Evaluation functions for cutoff search , Computer Engineering

Assignment Help:

Evaluation Functions for Cutoff Search - artificial intelligent

Evaluation functions guess the score that may be guaranteed if a specific world state is reached. In chess, such evaluation functions have been known long before computers came along. Simply, one such function counts the number of pieces on the board for a specific player. A more complicated function scores more for the more influential pieces as queens and rooks: each pawn is worth 1, knights and bishops score 3, queen's score 9 and rooks score 5. These scores are utilized in a weighted linear function, where the number of pieces of a particular type is multiplied by a weight, and all the products are added up. For instance, if in a specific board state, player one has 1 bishop,  6 pawns ,2 rooks ,1 knight and 1 queen, then the evaluation function, for that board state f, B, would be calculated as follows:

f(B) = 1*6 + 3*1 + 3*1 + 5*2 + 9*1 = 31

In bold , the numbers are the weights in this evaluation function (for example , the scores assigned to the pieces).

Preferably, evaluation functions should be fast to calculate. If they take very much time to calculate, then less of the space will be searched in a given time restriction. Evaluation functions should, ideally also match the real score in goal states. This is, Of course not true for our weighted linear function n in chess, because goal states only score 1 for a win and 0 for a loss. Actually  we do not need the match to be exact - we may use any values for an evaluation function, as long it scores more for better board states.

A bad evaluation function may be disastrous for a game playing agent. There are 2 major problems with evaluation functions. Initially, certain evaluation functions just make sense for game states which are quiescent. A board state is quiescent for an evaluation function, f, if f's value is unlikely to exhibit wild swings in the near future. For an  example, in chess, board states such as one where a queen is threatened by a pawn, where1 piece may take another without a similar valued piece being taken back  are  not  quiescent  in  the  next  move  for  evaluation  functions  such  as  the  weighted  linear evaluation function mentioned above. To get around this problem, we might make an agent's search more sophisticated by implementing a quiescence search where  given a non-quiescent state we want to evaluate the function for, we expand that game state until a quiescent state is reached, and we take the value of the function for that state. If quiescent positions are much more likely to arise than non-quiescent positions in a search, then such type of extension to the search will not slow things down very  much. A search strategy may choose in chess, to delve further into the space whenever a queen is threatened to try to avoid the quiescent problem.

It is also bearing in mind the horizon problem, where a game-playing agent can't see far sufficient into the search space. An example of the horizon problem in Norvig  and Russell is the case of promoting a pawn to a queen in chess. In the board state they present, this may be forestalled for a particular number of moves, but it is inevitable. However, with a cut off search at a sure depth, this inevitability can't be noticed until too late. It is likely that the agent trying to forestall the move would have been better to do something else with the moves it had available.

In the card game example above, game began are collections of cards, and a possible evaluation function would be to add up the card values and take that if it was an even number, but score 0 ,if the sum is an odd number. This evaluation function matches perfectly with the real scores in goal states, but perhaps it is not good idea. Suppose the cards dealt were: 10, 3, 7 and 9. If player one was forced to cut off the search after only the first card choice, then the cards would score:  10, 0, 0 and 0 respectively. So player 1 would select card 10, which would be terrible, as this will inevitably lead to player one losing that game by at least 12 points. If we scale the game to choosing cards from 40 rather than 4, we can see that a more sophisticated heuristic involving the cards left un selected may be a better idea.

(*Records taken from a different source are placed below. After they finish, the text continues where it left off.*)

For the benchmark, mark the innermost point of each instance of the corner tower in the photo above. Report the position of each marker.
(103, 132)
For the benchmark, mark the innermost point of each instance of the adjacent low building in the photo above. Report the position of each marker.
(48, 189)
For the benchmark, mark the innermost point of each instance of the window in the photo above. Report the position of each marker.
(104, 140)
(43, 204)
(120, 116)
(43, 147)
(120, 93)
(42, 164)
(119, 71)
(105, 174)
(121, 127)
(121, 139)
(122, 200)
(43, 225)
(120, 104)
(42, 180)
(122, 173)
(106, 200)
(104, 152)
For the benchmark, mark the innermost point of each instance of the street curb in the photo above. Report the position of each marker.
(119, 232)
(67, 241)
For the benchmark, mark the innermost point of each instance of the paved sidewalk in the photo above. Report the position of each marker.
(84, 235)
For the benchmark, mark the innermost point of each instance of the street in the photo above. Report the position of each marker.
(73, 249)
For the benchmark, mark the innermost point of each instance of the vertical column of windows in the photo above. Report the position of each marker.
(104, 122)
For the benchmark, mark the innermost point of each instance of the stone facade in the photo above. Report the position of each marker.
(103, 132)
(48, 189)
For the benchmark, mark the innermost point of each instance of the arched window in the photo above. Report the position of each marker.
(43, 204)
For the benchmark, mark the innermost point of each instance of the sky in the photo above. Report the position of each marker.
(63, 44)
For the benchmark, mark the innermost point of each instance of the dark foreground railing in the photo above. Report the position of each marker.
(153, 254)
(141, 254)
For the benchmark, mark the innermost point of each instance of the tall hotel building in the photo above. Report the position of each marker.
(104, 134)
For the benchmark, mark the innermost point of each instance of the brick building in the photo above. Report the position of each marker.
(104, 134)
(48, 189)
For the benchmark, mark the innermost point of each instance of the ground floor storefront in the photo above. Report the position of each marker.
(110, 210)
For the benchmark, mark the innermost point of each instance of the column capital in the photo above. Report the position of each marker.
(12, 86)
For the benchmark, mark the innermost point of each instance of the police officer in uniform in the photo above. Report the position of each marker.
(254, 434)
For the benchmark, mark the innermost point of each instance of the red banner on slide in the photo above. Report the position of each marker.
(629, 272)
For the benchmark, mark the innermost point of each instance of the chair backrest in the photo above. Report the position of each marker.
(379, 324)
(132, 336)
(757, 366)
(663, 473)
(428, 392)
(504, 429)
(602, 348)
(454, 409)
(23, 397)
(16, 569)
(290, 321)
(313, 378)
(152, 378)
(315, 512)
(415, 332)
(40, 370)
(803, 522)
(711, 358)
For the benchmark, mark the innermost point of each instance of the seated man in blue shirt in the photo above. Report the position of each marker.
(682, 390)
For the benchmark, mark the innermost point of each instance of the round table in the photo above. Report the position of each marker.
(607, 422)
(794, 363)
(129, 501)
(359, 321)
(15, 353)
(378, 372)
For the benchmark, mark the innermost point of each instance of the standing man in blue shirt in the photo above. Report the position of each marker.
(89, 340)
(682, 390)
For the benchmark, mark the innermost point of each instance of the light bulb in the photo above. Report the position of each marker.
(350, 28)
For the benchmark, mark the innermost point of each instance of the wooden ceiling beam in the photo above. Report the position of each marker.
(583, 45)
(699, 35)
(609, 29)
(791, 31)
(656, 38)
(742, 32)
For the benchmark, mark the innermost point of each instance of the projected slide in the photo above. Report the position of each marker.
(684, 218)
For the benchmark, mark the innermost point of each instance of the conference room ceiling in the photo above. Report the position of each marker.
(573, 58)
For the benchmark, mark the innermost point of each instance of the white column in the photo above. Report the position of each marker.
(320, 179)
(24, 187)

Related Discussions:- Evaluation functions for cutoff search

Short notes on model primitives in director mx 2004, Question: (a) Prep...

Question: (a) Prepare short notes on the model primitives in Director MX 2004. (b) Therefore using the box primitive write codes to prepare a new model resource of length 50

What is read only memory (rom) and define the use of it?, What is Read only...

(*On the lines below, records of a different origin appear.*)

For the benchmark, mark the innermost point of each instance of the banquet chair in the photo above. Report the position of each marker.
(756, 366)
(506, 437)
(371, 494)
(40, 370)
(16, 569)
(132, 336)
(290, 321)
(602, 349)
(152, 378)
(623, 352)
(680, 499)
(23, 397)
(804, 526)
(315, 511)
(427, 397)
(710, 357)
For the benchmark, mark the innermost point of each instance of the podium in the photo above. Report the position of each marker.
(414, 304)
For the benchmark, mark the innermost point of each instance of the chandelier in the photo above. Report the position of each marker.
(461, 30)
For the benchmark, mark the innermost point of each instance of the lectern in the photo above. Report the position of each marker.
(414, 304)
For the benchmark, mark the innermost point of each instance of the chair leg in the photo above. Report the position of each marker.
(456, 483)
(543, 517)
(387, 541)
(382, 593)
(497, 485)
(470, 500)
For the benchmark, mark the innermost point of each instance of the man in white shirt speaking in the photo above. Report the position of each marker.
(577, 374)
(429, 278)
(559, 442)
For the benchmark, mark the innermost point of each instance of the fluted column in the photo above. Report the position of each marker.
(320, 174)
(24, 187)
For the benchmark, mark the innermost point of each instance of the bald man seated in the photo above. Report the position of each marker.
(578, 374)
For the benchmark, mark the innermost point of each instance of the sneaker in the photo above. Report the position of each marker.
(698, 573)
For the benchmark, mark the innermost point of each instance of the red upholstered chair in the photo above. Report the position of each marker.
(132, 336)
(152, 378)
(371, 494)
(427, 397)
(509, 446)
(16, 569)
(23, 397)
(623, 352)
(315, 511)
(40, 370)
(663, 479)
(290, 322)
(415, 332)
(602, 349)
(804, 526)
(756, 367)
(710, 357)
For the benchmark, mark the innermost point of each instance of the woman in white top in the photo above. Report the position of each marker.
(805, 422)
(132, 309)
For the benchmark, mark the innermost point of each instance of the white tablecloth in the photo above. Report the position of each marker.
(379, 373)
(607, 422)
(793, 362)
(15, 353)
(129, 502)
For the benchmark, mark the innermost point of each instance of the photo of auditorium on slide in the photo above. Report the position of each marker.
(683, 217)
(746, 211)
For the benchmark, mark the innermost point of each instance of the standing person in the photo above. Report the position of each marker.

What is Read only memory (ROM) and Define the Use of it? A simple kind of ROM can be constructed from a decoder, Or gates, and a number of wires. Input

Program that will blink as led, Take the last two digits of your UTCID. Thi...

Take the last two digits of your UTCID. This is your duty cycle in percent. If your duty cycle is less than 10%, add 30 to your number. Create an assembly program that runs on t

what is code for adding two integers in java?, import java.util.Scanner;  ...

import java.util.Scanner;   class AddNumbers {    public static void main(String args[])    {       int x, y, z;       System.out.println("Enter two integers to calculate their sum

Develop a system to store change logs , The ?rst task in the project is to ...

The ?rst task in the project is to develop a sane system to store change logs and versions of ?les. The simplest approach is to create a "dot" directory in the location of the ?le

C pograming, why we use void main in c progrmeing

why we use void main in c progrmeing

Input-output techniques, After going through details of device interfaces n...

After going through details of device interfaces next point to be discussed is how the interface can be used to support I/O from devices. Binary information received from an extern

Exception handling and recursion, In the previous assignment, you implement...

In the previous assignment, you implemented a stack and a list that both inherited from the abstract class ArrayIntCollection. In this task you are supposed to extend that implemen

Types of policies in e-commerce, 1- The Privacy Policy: The vendor must...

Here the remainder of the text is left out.